With such on-the-ground support from family, it’s no surprise that PCCR is at the top of their game — even 23 years after opening. The Hibl family stood by when Rob and Ray first opened up shop at the top of Main Street, when they started roasting in their own facility, and finally, when they moved into their current home — a 6,000-square-foot flagship store in Kimball Junction and a warehouse in Silver Creek where the roasting and bagging takes place.
But even with the change in location, Rob says a lot of the clientele has remained the same. “On a daily basis I still see people who used to come to our Main Street location. Even the old mayor of Park City, who used to work with us on Main Street as a barista, still comes out to visit us at the Junction,” he says.
In addition to baked goods made in-house, PCCR sells things like breakfast burritos, smoothies, and quiche. And it goes without saying that the coffee is top notch.
PCCR sources beans from around 24 countries over the course of a year. Seventy-five percent of the coffee is fair trade and 85 to 90 percent is 100 percent organic. One of Rob’s favorite international partners is Mission Fiji, a nonprofit that helps create Native Fijian communities. PCCR provides Fijian farms with coffee harvesting tools and farmers sell their wild coffee beans to be blended, packaged, and sold by PCCR and by Mission Fiji. “All the proceeds go back to Mission Fiji,” says Rob proudly.
In addition to their flagship location, which Rob says is a “meeting location for bikers and hikers in the summer,” you can find PCCR coffee in retail stores, hotels, coffee shops, and perhaps most impressively, in 18 hospitals and 12 clinics within the Intermountain Healthcare system.

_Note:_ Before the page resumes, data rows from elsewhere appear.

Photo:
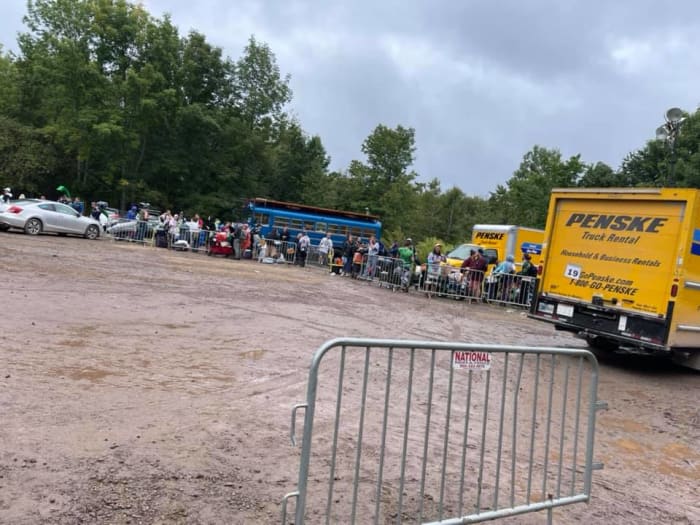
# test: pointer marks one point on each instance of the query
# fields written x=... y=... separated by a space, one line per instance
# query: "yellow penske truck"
x=622 y=269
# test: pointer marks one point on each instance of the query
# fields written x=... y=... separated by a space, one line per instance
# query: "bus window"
x=281 y=222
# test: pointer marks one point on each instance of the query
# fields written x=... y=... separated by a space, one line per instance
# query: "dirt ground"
x=146 y=386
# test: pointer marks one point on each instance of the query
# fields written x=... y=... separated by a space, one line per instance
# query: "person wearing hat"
x=527 y=267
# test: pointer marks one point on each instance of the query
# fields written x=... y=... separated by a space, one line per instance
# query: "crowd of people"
x=354 y=258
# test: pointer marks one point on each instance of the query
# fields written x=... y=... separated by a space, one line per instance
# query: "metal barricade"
x=510 y=289
x=416 y=431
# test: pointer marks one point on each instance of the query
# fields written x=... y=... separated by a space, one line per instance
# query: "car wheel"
x=92 y=232
x=33 y=227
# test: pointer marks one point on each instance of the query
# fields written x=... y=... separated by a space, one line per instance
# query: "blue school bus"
x=270 y=215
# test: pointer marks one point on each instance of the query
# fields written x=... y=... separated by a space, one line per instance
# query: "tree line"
x=116 y=104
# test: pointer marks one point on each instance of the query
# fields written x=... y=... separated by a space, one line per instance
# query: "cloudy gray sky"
x=482 y=82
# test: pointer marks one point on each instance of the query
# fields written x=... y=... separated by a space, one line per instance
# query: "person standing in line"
x=325 y=246
x=349 y=248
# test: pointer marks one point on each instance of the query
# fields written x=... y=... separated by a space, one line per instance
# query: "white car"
x=36 y=216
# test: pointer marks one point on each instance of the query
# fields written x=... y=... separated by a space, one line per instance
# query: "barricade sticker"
x=471 y=360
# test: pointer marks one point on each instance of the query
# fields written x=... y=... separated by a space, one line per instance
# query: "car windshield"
x=461 y=252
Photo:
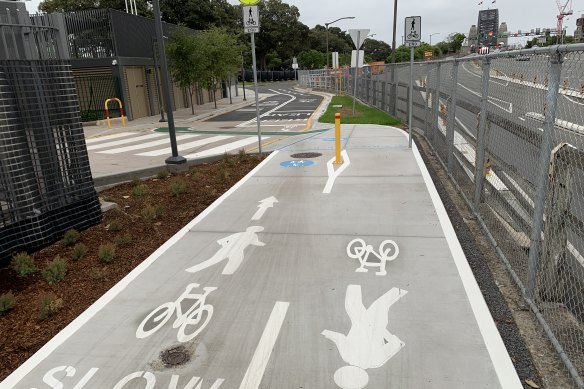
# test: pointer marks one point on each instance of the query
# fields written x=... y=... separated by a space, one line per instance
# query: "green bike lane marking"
x=189 y=130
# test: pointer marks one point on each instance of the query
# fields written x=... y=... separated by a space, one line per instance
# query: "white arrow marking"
x=263 y=207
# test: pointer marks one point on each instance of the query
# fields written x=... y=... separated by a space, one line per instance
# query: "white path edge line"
x=334 y=174
x=82 y=319
x=255 y=371
x=497 y=351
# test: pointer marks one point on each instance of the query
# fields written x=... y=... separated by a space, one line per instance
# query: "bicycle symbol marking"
x=358 y=249
x=198 y=315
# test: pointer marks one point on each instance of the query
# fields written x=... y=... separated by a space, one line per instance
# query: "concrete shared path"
x=304 y=275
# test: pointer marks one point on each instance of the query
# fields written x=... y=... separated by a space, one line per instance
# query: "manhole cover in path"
x=175 y=356
x=306 y=155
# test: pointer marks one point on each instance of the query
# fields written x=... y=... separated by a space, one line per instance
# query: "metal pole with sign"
x=413 y=34
x=358 y=37
x=251 y=23
x=174 y=158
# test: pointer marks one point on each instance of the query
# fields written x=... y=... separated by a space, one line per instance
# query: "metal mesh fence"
x=509 y=129
x=46 y=183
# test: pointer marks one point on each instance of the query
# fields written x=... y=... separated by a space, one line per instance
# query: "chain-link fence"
x=509 y=129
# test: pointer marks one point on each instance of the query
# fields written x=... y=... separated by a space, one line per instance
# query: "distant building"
x=488 y=27
x=579 y=33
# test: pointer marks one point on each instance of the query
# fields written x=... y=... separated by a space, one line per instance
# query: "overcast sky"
x=438 y=16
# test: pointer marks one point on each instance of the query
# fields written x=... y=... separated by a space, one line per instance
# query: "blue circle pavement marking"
x=297 y=163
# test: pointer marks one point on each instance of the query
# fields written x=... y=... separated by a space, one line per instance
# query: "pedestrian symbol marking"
x=297 y=163
x=232 y=248
x=369 y=344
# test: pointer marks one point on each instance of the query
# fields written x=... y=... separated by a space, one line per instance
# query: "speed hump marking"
x=251 y=19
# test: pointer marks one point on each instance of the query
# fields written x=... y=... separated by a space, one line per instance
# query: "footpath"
x=305 y=274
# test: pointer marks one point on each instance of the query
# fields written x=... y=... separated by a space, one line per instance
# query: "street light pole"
x=326 y=26
x=436 y=33
x=175 y=158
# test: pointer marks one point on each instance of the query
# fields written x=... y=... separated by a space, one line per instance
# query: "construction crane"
x=565 y=10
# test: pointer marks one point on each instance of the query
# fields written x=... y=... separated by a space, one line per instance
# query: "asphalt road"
x=272 y=288
x=284 y=114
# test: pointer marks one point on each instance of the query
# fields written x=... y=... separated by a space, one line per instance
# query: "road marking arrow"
x=263 y=207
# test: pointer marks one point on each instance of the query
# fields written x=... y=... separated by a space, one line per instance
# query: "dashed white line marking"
x=257 y=367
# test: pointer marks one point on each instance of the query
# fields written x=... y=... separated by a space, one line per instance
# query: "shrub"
x=23 y=264
x=106 y=252
x=79 y=251
x=115 y=226
x=6 y=302
x=49 y=304
x=124 y=240
x=55 y=270
x=139 y=190
x=149 y=214
x=177 y=188
x=162 y=174
x=71 y=237
x=222 y=174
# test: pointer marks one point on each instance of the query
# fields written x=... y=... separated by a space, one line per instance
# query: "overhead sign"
x=251 y=19
x=413 y=29
x=358 y=37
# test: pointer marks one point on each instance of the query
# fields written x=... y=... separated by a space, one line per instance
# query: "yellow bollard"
x=338 y=160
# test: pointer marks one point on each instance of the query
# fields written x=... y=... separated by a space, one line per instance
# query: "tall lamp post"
x=436 y=33
x=328 y=24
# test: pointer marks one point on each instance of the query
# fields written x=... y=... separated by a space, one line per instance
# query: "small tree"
x=183 y=60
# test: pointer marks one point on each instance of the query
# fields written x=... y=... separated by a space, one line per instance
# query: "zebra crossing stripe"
x=146 y=145
x=186 y=146
x=225 y=148
x=108 y=137
x=126 y=141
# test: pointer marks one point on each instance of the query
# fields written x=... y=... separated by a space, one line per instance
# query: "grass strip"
x=363 y=114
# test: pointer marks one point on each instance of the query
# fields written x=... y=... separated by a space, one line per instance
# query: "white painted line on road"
x=108 y=137
x=499 y=356
x=479 y=76
x=573 y=101
x=254 y=120
x=225 y=148
x=510 y=109
x=334 y=174
x=186 y=146
x=126 y=141
x=255 y=371
x=13 y=379
x=146 y=145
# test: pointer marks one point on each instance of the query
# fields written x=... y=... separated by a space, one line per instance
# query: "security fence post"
x=556 y=60
x=479 y=175
x=452 y=116
x=435 y=128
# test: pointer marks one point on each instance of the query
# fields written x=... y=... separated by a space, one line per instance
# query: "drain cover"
x=175 y=356
x=306 y=155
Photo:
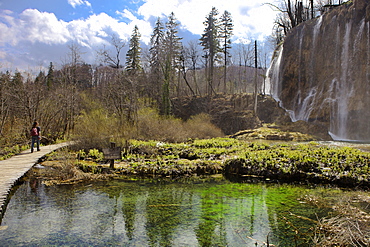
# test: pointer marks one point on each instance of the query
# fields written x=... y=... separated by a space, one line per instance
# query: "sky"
x=34 y=33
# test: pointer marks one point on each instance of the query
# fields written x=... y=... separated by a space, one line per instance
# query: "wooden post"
x=112 y=145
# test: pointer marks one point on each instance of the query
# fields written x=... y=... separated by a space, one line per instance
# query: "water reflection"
x=215 y=212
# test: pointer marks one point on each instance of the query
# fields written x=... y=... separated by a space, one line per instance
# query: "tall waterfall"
x=321 y=73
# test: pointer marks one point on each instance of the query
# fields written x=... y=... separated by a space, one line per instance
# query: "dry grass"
x=350 y=227
x=152 y=126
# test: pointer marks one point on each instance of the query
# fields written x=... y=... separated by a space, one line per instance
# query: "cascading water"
x=321 y=73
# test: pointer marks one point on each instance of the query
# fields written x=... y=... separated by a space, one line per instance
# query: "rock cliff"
x=321 y=73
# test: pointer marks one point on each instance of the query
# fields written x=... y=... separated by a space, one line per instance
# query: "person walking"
x=36 y=136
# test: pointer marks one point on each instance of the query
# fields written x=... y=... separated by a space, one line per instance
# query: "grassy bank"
x=289 y=162
x=294 y=162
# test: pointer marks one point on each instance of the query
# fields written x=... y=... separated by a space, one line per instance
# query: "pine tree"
x=133 y=61
x=172 y=42
x=226 y=31
x=156 y=59
x=211 y=45
x=156 y=47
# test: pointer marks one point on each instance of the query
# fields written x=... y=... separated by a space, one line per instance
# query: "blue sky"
x=34 y=33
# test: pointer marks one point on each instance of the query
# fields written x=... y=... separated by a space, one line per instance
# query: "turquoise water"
x=202 y=212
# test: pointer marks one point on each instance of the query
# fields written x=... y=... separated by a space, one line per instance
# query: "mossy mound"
x=272 y=133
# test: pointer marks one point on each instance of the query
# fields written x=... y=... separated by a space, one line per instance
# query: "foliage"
x=153 y=126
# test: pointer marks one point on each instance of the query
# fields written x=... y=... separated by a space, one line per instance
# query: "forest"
x=122 y=98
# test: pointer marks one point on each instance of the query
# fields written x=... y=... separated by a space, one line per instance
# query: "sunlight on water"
x=215 y=212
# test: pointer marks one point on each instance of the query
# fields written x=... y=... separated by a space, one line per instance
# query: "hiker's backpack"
x=34 y=132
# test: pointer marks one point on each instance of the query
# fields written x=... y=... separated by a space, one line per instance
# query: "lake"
x=210 y=211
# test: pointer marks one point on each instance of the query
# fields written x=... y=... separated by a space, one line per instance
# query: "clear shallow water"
x=212 y=212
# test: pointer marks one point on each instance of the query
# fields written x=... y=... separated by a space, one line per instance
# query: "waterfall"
x=273 y=75
x=321 y=73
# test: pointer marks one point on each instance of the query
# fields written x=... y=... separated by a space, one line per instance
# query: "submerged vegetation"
x=306 y=163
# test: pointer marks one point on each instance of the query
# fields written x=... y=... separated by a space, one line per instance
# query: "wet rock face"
x=323 y=74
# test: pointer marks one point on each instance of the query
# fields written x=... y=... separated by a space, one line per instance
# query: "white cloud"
x=36 y=37
x=249 y=16
x=75 y=3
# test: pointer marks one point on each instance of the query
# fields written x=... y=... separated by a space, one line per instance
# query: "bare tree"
x=113 y=59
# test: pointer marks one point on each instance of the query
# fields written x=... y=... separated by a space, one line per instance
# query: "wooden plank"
x=12 y=169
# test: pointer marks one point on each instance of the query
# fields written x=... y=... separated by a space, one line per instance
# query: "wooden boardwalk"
x=12 y=169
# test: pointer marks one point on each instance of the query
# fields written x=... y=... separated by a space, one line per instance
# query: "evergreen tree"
x=226 y=31
x=211 y=45
x=172 y=42
x=173 y=47
x=133 y=62
x=156 y=58
x=156 y=46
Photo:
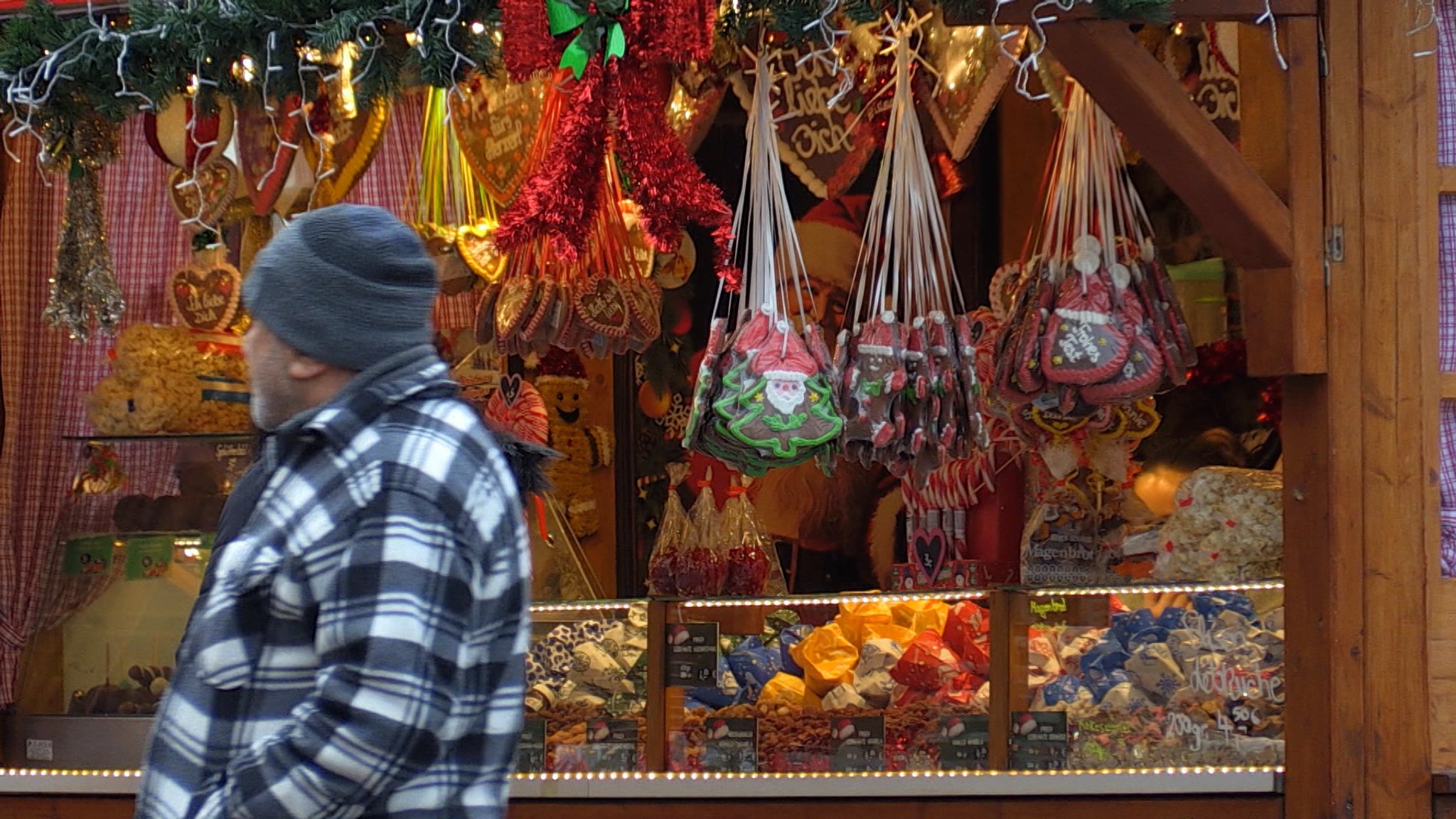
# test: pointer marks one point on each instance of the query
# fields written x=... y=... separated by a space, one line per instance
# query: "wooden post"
x=1285 y=308
x=1238 y=210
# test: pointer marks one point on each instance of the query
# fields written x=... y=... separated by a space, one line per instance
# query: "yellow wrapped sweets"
x=828 y=659
x=921 y=616
x=855 y=620
x=889 y=631
x=782 y=691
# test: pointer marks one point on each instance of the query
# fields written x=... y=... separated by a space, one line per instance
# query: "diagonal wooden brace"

“We’re their sole provider of coffee and tea,” says Rob. “We handle all the servicing for coffee, teas — anything hot. We service all the [beverage] machines as well.”
Somehow amidst it all, Rob and Ray find time to camp and mountain bike in the summer, and donate their time to what Rob estimates has become “about 12 nonprofits around town.”
Through it all, the twins remain a team. And while it can’t always be easy, Rob notes that unlike typical business partnerships or friendships, which come and go, with family, you roll with the punches and keep moving forward — because family comes first. And 23 years later, it seems to be working.